Romancefest 2018: Seven Brides for Seven Brothers

Stanley Donen's 1954 musical SEVEN BRIDES FOR SEVEN BROTHERS starts off innocently enough with Howard Keel as a pioneer farmer in the mid 1800s Oregon territory. He lives on a farm with his six brothers and wants a wife, so one day he goes into town and finds one: Jane Powell as a plucky woman working in a tavern, happy to go off and marry one man instead of serving every man in town.

The innocence continues as Powell takes on the job of civilizing the other 6 brothers and teaching them the ins and outs of courting a woman. They all go into town and there's a really cool song and dance (and fight) sequence revolving around a barn raising.

Things take a turn swiftly south when the 6 brothers hatch a plot to kidnap the girls from town that they want to take as wives, then keep them up on their farm all winter as the pass is snowed over and their families and betrothed ones won't be able to get at them. Then they'll have to marry the six brothers, right? Yeesh.

Of course this isn't meant to be disturbing, it simply is anyway. To the movie's credit, as soon as Powell figures out what has happened, she scolds Keel to the point where he moves out and flees to his winter cabin, and she banishes the other brothers to the barn. To the movie's detriment, the kidnapped women do eventually fall for the brothers and everyone gets married in a "happy" ending.

Aside from the extreme sexism on display here, the movie is at least enjoyable for inventive song and dance scenes involving chopping wood and stuff like that, though the songs are not very memorable. The first half of the film, before the kidnappings, is the best stuff. It'd be an interesting exercise to try to rewrite this one without the sexism and see how it comes out.

Monday, February 12, 2018

Romancefest 2018: Gentlemen Prefer Blondes

Time for another Howard Hawks movie, this time 1953's GENTLEMEN PREFER BLONDES. Marilyn Monroe famously stars as one half of a showgirl duo rounded out by pal Jane Russell. Monroe's engaged to be married to a rich guy (Tommy Noonan) whose father does not approve. Noonan unexpectedly has to skip their cruise to Paris thanks to his disapproving father, but Monroe and Russell have to hit the seas anyway to get to their next gig. Noonan sends a private eye (Elliot Reid) on board to make sure Monroe behaves.
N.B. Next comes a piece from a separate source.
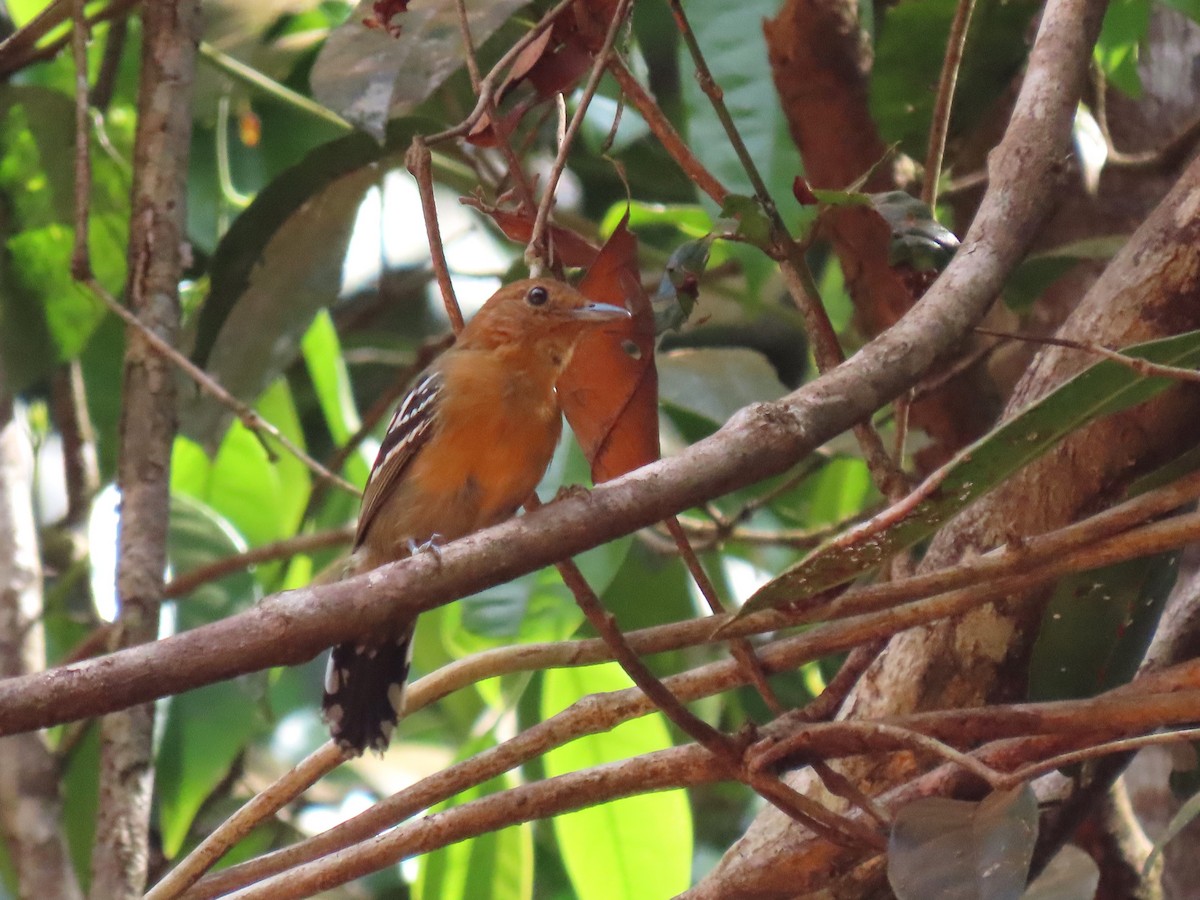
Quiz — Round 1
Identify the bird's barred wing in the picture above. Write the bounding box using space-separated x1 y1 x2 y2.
354 372 444 546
Once on the cruise, all kinds of wacky hijinks ensue as Monroe sets her sights on an elderly diamond magnate and Russell first goes after the entire Men's Olympics team, before getting the hots for Reid.

The movie is most famous for Monroe's performance, her pink dress, and the song "Diamonds are a Girl's Best Friend" and rightfully so. She's great in the movie, and funny as always, but as far as I'm concerned Russell stole the show as the wisecracking, sarcastic half of the duo, especially in her poolside, double-entendre-laden number with the Men's Olympics team, "Anyone Here for Love."

Romancefest 2018: The Clock

Here's another Judy Garland film directed by Vincente Minnelli, 1945's THE CLOCK. This time it's a straight up dramatic role for Garland without any singing or dancing. Garland stars as a working girl in New York City who runs into a soldier on leave (Robert Walker) in Penn Station on her evening commute. Walker is new to the city and wowed by everything, including Garland. They spend the afternoon together and arrange for a later date, which turns into an all-night hangout session similar to the marathon date in BEFORE SUNRISE.

However, in this case, Walker is destined to ship off to war in a couple days, so as he grows closer to Garland, their looming departure from each other becomes more and more potentially tragic. The most heart-wrenching moment in the film is when the two of them lose each other in a crowd of commuters and waste the better part of the day trying to find each other again.

It was interesting to see Walker as a young, naïve romantic lead when the only other thing I've ever seen him in is as a creepy villain in STRANGERS ON A TRAIN. He and Garland make a convincing couple and the back lot at MGM makes a convincing New York City.

The movie begins to get a little long towards the end as our two romantic leads attempt to navigate the red tape of a quick wedding, but it gets back on its feet again in time for a tear jerking and hopeful final scene.